2. Entro trenta giorni dalla notifica della diffida accertativa, il datore di lavoro puo' promuovere tentativo di conciliazione presso la Direzione provinciale del lavoro. ((In caso di accordo, risultante da verbale sottoscritto dalle parti, il provvedimento di diffida perde efficacia e, per il verbale medesimo, non trovano applicazione le disposizioni di cui all'articolo 2113, commi primo, secondo e terzo, del codice civile. Entro il medesimo termine, in alternativa, il datore di lavoro puo' promuovere ricorso avverso il provvedimento di diffida al direttore dell'ufficio che ha adottato l'atto. Il ricorso, notificato anche al lavoratore, sospende l'esecutivita' della diffida ed e' deciso nel termine di sessanta giorni dalla presentazione)) .

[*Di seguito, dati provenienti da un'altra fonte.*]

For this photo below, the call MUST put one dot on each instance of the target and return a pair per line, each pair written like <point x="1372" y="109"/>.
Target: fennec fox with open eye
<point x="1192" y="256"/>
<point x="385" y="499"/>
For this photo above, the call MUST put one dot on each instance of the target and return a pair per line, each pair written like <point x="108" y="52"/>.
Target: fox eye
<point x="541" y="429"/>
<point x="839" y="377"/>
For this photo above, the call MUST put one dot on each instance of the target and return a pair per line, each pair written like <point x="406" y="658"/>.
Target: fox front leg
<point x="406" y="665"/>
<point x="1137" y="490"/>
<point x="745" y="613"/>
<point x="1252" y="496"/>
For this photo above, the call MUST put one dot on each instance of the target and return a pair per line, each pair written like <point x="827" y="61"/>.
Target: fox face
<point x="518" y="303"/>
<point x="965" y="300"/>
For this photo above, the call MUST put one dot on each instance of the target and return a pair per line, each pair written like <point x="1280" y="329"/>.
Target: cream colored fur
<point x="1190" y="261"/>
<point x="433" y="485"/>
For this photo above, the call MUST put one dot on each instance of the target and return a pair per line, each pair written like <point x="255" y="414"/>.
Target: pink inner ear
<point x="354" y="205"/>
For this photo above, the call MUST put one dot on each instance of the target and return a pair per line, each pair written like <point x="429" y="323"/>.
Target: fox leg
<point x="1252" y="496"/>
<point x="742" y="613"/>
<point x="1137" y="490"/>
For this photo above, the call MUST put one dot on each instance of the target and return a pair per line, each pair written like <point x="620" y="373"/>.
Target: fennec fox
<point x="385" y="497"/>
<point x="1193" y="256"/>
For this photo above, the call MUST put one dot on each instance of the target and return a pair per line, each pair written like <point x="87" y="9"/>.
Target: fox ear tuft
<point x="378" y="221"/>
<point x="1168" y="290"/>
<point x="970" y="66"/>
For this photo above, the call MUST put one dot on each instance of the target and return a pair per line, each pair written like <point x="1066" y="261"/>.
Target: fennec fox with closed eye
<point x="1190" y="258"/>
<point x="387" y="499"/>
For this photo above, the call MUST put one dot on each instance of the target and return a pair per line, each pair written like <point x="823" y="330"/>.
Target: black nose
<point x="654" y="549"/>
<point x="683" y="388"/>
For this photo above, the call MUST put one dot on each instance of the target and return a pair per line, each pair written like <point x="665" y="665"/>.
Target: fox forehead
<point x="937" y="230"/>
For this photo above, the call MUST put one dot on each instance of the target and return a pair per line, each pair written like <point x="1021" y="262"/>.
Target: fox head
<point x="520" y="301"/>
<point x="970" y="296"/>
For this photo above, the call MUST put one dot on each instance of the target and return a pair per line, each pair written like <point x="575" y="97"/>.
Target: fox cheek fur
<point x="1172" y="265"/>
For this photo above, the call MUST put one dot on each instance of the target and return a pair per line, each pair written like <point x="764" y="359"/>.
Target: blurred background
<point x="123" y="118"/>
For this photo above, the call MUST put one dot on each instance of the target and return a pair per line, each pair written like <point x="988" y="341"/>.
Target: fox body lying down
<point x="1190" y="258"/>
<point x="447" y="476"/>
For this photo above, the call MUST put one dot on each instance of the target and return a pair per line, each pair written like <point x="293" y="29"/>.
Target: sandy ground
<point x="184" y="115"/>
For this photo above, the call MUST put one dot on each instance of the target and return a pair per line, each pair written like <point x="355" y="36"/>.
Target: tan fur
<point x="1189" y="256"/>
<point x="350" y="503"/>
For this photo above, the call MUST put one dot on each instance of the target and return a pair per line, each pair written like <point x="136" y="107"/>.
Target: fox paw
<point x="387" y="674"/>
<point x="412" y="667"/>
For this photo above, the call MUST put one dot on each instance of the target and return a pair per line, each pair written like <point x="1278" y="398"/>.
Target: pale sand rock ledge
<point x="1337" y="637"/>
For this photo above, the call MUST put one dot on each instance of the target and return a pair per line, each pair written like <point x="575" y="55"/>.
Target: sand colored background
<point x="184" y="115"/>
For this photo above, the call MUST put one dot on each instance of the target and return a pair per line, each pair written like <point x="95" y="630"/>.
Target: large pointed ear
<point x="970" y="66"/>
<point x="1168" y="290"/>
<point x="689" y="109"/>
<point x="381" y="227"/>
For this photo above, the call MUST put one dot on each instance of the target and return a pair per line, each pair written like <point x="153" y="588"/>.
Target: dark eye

3. Decorso inutilmente il termine di cui al comma 2 o in caso di mancato raggiungimento dell'accordo, attestato da apposito verbale, ((oppure in caso di rigetto del ricorso,)) il provvedimento di diffida di cui al comma 1 acquista ((...)) efficacia di titolo esecutivo.
4. ((COMMA ABROGATO DAL D.L. 16 LUGLIO 2020, N. 76, CONVERTITO CON MODIFICAZIONI DALLA L. 11 SETTEMBRE 2020, N. 120)) .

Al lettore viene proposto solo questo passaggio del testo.